Course Syllabus:
Entrepreneurship within Established Organizations

Faculty

Professor Christopher R. Trimble

Objectives

Overview

Compare the Fortune 500 list of several decades ago to today’s list and you may be surprised at just how much it has changed. Building a corporation that can sustain success as the business environment evolves from one decade to the next is difficult. This is an accomplishment that can be claimed by only a handful of corporations.

The powerful forces of globalization and the digital revolution have only increased turnover among top corporations. In order to stay ahead of the game, corporations must learn to continuously create, grow, and profit from innovation of all forms — new processes, new products, new services, moves into adjacent markets, and breakthrough new businesses.

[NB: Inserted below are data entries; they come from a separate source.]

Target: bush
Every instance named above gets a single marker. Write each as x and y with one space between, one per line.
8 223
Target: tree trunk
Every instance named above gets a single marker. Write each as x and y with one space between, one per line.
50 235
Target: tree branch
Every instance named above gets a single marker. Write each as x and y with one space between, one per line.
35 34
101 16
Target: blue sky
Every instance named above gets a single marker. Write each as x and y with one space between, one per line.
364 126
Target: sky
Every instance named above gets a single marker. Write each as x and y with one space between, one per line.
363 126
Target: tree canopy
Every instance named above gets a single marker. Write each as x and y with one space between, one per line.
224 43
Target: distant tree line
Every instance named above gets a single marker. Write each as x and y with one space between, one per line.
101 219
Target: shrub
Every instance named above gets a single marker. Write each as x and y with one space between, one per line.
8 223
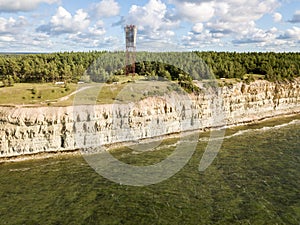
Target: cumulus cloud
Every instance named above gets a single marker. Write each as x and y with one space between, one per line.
277 17
198 28
227 19
106 8
293 33
195 11
11 25
153 20
22 5
296 17
63 22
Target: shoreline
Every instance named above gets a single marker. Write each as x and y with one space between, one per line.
115 146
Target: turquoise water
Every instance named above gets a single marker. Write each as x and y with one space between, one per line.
255 179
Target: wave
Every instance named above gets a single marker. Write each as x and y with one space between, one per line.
241 132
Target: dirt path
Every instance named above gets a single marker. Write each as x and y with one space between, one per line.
73 93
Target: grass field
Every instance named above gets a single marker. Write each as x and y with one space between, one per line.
128 89
34 94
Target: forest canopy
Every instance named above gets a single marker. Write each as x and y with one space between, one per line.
93 66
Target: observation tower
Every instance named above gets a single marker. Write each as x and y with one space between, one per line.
130 37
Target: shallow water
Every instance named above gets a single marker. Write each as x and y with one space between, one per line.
255 179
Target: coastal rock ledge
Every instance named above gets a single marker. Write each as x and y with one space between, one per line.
31 130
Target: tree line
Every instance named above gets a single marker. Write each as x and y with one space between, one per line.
99 66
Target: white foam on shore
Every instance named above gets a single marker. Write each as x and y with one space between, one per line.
241 132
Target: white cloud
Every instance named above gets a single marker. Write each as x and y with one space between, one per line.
22 5
152 21
296 17
198 28
11 25
106 8
63 22
277 17
293 33
195 12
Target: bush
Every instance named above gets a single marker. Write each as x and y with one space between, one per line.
33 91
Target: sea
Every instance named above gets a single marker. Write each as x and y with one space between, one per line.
254 179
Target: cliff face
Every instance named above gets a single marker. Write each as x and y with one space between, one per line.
46 129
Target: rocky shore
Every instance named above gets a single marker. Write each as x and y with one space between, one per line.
28 131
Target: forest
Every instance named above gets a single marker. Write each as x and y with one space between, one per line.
101 66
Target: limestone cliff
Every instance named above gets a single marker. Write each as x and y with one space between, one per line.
26 130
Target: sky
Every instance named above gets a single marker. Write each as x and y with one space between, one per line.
163 25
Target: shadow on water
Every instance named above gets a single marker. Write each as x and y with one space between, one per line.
255 179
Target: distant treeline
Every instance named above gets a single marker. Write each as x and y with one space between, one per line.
100 66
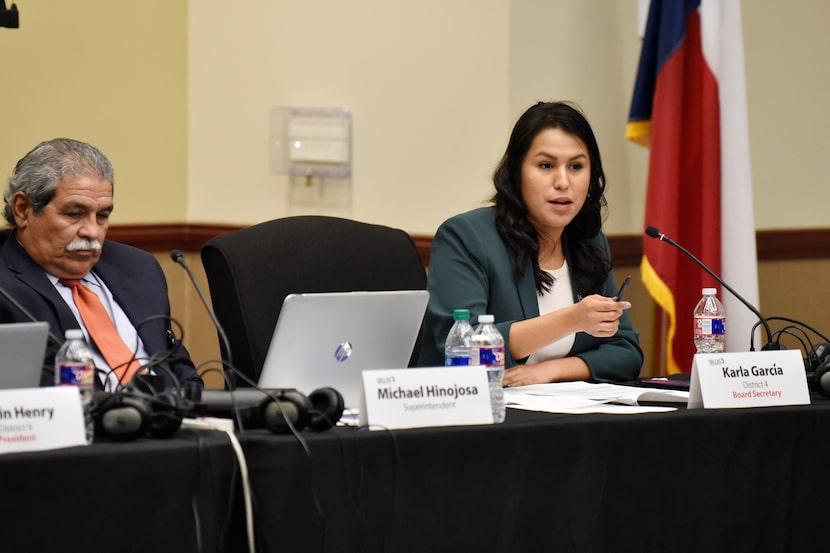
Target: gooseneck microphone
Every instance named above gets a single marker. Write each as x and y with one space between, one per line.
178 257
771 344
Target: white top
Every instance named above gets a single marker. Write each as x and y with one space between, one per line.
559 296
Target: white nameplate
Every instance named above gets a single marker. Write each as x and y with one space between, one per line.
35 419
412 398
748 379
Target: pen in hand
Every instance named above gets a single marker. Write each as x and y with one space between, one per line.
625 283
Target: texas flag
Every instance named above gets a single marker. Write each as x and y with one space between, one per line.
689 107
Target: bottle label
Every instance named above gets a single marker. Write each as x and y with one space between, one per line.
709 327
487 356
75 374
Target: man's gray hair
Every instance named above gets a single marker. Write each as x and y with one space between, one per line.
38 173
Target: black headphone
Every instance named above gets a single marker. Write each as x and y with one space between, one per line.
138 410
818 368
274 409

There is just one problem. There are fundamental incompatibilities between innovation and ongoing operations. And yet, somehow, corporations must achieve simultaneous excellence in both. How?

This course is based on eight years of research conducted here at the Tuck School by my co-author, Vijay Govindarajan, and I. This research has been the core activity of Tuck’s William F. Achtmeyer Center for Global Leadership. We have published findings from this research through several channels, including our 2005 book, Ten Rules for Strategic Innovators – from Idea to Execution, through papers in the Harvard Business Review, the MIT Sloan Management Review, the California Management Review, and through a column on Fast Company’s website. Audience

This is an interdisciplinary general management course. It is related to courses in the areas of strategy, management control, innovation and technology, and organizational behavior.

Method and Expectations

This class will be taught using the case method. Although I assign some additional reading, you should spend most of your study time focused on the case studies. You should read each case at least twice. I also strongly encourage study groups of any size.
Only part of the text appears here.